Andererseits zeigten die Fälle im Kita- und Schulalter auch, wie dringend rassistische Diskriminierung als gesellschaftliches Problem betrachtet werden müsse. «Das Verhalten von Kindern ist ein Spiegel von dem, was an sie weitergegeben wird.» Insbesondere Eltern und Lehrpersonen müssten sich ihrer Vorbildrolle bewusst werden.

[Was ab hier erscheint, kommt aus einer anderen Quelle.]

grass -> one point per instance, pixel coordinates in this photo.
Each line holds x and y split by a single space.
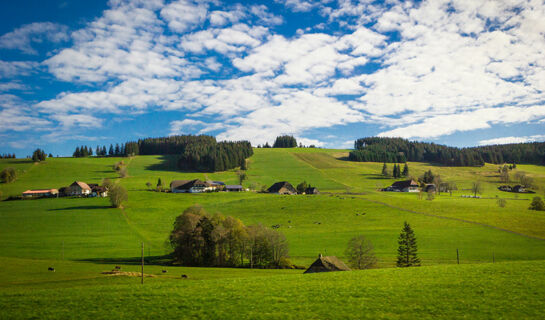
506 290
81 237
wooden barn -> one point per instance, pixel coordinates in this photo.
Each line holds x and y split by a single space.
282 187
327 264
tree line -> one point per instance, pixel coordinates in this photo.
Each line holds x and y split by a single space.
199 153
201 239
398 150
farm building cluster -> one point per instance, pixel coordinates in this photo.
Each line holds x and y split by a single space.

Diskriminierung in Schulen wird heruntergespielt
Das sieht auch Martine Brunschwig Graf (72) so, die Präsidentin der Rassismuskommission. Sie kritisiert: «Oftmals wird Diskriminierung als Beziehungsproblem zwischen den Schülern klassifiziert oder als Einzelfall abgetan, statt die Systematik dahinter zu verstehen.» Schulen seien oftmals nicht in der Lage, mit Diskriminierung umzugehen, da ihnen ein Konzept dafür fehle. Das Lehrpersonal sei nicht für solche Vorkommnisse ausgebildet. «In vielen Fällen sehen wir, dass Kinder und Eltern sich aus Angst vor weiterer Benachteiligung nicht an die Schuldirektion wenden. Das darf nicht sein – und muss vermieden werden», sagt Brunschwig Graf. Auch diese Lücke würde durch ein festgeschriebenes Konzept geschlossen werden.
Der Fall von Milo aus St. Gallen beweist, dass nicht alle Schulen der Bewältigung von Diskriminierung gewachsen sind. Nachdem sich Mustafa und Camille an die Schuldirektion gewandt hatten, wurde das Problem zunächst geleugnet und dann versucht, es unter den Tisch zu kehren.
Auf Schreiben der Eltern wurde monatelang nicht geantwortet. Erst mithilfe eines Anwalts, einer Beratungsstelle sowie einer Mediatorin konnte man den Konflikt lösen. Für Milo jedoch war ein Schlussstrich nötig: Vor sechs Monaten wechselte er an die Oberstufe einer anderen Schule.